When the 1861 census was taken, William Harding was apprenticed to John Southey, who like his father was a grocer and draper in the High Street. However, young William soon tired of the work, and in 1862 set up as a tobacconist at 5 Middle Row in East Grinstead. Around the same time he took up photography, and began to record East Grinstead's streets and buildings. Over the next five years he built up a comprehensive collection of photographs of the town, but then, at about the time he married, he suddenly, and for no obvious reason, abandoned photography.

Harding married Mary Kirk at Withyham Parish Church on April 25, 1867. She had been born in about 1837 in London, but was currently living in Withyham. Her father, George Kirk, was a hatter.

The marriage certificate describes William Harding as a coachman and gives his address as St James', Tunbridge Wells. Following their marriage, he and Mary set up home in Glen Vue Road (later renamed Railway Approach) in East Grinstead. Their only child, Edwin Arthur Harding, was born at Glen Vue Road on July 24, 1869 (see David Gould's 1998 article, "Edwin Arthur Harding", Bulletin of the East Grinstead Society, 64, 9).

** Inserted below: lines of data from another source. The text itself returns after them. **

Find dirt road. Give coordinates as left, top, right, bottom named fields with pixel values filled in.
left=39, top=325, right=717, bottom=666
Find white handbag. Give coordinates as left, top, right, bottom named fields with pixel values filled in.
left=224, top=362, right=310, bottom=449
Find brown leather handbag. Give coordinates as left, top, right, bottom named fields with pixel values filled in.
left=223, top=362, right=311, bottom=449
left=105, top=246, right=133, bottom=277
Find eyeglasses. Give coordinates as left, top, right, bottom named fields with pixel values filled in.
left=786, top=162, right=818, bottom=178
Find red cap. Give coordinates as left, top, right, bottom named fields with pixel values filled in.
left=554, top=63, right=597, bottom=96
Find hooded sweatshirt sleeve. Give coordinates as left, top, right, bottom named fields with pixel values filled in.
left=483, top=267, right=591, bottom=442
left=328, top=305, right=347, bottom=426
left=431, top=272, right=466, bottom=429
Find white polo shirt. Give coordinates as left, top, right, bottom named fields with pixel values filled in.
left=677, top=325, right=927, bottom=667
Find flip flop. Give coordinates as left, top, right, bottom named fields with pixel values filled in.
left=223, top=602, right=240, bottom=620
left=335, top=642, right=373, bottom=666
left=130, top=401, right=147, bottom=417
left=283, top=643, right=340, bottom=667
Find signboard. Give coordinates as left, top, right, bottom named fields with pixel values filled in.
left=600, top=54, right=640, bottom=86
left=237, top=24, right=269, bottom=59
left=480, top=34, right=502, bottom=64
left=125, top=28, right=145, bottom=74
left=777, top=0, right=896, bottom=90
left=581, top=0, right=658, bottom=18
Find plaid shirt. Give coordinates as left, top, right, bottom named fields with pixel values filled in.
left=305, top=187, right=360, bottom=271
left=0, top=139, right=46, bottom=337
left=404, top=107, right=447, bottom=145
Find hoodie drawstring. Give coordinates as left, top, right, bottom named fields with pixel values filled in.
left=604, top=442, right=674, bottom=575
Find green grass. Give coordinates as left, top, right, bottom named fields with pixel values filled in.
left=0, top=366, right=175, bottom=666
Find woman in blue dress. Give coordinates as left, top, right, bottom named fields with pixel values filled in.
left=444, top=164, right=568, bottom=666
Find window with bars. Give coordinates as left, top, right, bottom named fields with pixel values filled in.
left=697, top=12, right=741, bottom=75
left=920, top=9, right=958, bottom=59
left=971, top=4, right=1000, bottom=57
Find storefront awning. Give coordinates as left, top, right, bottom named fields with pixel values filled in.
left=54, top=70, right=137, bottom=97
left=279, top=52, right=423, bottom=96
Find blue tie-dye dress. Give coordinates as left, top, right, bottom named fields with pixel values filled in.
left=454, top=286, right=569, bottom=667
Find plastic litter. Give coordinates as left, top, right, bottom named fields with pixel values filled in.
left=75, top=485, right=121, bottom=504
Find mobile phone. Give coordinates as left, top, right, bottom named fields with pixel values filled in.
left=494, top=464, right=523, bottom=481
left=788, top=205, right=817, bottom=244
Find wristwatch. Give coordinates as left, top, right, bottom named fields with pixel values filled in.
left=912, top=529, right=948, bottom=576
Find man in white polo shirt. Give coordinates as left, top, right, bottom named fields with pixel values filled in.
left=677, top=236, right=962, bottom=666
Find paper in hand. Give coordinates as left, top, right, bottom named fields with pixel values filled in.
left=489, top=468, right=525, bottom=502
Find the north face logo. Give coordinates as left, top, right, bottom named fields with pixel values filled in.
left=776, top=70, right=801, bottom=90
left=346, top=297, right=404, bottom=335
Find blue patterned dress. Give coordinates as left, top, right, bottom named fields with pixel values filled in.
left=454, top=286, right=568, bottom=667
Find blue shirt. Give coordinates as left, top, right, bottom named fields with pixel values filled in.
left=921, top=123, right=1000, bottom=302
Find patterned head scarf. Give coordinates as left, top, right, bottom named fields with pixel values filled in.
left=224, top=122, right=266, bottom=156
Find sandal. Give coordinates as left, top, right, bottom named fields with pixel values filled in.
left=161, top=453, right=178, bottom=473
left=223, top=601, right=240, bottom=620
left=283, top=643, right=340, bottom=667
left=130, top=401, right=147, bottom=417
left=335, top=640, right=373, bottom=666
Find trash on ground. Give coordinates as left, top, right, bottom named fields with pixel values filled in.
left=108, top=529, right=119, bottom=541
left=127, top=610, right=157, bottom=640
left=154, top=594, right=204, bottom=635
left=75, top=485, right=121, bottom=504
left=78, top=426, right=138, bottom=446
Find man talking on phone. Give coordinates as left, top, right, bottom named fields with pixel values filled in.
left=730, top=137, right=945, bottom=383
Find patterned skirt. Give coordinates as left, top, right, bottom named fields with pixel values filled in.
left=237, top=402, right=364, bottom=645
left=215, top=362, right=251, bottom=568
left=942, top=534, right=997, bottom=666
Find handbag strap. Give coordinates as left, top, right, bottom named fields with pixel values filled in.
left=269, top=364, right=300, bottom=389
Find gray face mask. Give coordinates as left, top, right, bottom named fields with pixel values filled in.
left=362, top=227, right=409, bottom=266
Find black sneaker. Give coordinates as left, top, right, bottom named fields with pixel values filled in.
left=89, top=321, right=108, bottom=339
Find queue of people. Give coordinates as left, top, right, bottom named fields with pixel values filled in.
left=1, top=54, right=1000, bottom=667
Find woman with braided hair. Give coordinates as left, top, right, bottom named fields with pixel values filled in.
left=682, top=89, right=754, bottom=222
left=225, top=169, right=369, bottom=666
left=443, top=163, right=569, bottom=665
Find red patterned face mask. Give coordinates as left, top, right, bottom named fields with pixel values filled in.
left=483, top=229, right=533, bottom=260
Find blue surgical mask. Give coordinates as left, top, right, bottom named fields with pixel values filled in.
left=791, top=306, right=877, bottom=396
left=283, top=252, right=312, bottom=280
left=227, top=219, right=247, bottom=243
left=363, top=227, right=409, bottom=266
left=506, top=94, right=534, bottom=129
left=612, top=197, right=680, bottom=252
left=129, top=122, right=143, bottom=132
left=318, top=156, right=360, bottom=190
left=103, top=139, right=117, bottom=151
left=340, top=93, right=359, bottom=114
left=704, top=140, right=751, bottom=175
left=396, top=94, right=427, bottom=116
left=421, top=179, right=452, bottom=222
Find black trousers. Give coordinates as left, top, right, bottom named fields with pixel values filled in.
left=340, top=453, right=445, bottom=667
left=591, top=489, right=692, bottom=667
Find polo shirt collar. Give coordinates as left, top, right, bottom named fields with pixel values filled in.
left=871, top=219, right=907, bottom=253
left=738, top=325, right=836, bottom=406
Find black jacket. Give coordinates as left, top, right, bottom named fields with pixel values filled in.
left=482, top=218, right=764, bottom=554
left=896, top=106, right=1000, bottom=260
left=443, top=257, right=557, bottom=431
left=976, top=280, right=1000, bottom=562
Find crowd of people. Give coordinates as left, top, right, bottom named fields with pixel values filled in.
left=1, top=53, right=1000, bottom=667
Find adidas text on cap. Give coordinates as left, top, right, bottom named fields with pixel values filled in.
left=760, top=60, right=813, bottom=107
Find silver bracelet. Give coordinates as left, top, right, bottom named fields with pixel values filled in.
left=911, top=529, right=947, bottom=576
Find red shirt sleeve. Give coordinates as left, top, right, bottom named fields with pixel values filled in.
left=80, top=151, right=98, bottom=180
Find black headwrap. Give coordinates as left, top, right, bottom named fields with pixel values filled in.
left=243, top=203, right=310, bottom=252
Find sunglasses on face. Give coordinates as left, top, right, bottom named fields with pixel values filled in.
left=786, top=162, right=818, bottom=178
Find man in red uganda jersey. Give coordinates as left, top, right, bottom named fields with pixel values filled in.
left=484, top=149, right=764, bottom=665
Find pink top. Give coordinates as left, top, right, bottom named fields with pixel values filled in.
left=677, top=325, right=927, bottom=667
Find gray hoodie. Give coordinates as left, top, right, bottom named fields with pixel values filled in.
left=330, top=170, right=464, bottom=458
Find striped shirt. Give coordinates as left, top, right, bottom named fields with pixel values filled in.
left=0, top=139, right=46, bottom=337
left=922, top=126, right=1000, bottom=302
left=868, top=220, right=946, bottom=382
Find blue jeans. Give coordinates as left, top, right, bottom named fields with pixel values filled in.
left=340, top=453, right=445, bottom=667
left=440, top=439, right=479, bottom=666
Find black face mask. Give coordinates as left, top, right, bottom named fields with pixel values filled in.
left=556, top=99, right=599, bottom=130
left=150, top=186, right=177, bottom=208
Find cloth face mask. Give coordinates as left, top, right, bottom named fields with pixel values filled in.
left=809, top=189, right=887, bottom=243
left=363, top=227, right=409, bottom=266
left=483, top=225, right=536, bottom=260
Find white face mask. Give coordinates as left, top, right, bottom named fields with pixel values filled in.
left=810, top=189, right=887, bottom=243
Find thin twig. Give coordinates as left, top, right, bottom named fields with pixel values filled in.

Harding became a journeyman painter. By 1871 he, Martha and their young son moved to the Lady Cross area of Milford in Surrey, not far from Godalming. They were still there in 1881, but returned to East Grinstead in the mid 1880s. Harding was still working as a painter when Mary died of liver failure on October 18, 1888, aged only 51.

Harding managed the Elephant's Head coffee tavern in Queens Road in East Grinstead for a year or so, and when this closed, he became caretaker of the town's new Literary and Scientific Institute at 57 London Road (see M. J. Leppard's 2007 article, "Photography in East Grinstead before the Second World War", East Grinstead Museum Compass, 24, 4-13). For many years he managed the Institute's Public Coffee Bar, and also helped as a librarian and assistant secretary. His many skills and hobbies included bookbinding, making stained glass windows, bell ringing and cycling. He lived, reportedly in one room, at the Institute, where he continued to work until shortly before his death on May 12, 1922, aged 84.

Many of Harding's photographs of East Grinstead and district, including some of his finest 1860s pictures, were reproduced as real photographic postcards in the early 1900s. It is thought that he gave the pictures to his son, Arthur Harding, to publish.

On page 4 of his book Around East Grinstead (1997, Sutton, Stroud), David Gould reproduces a studio portrait, now in the possession of East Grinstead Museum, which shows a balding, bearded man in the uniform of the 5th Sussex Rifle Volunteers, holding a cornet, who is widely believed to be William Harding. Arthur Harding issued a postcard version of the picture, which he claimed to have been taken in 1864. At the time William Harding would have been only about 26 years old, but the man in the picture looks considerably older. M. J. Leppard has established, however, that William Harding was indeed a band sergeant in the Volunteers and a cornettist, so perhaps he aged prematurely or his son got the date wrong.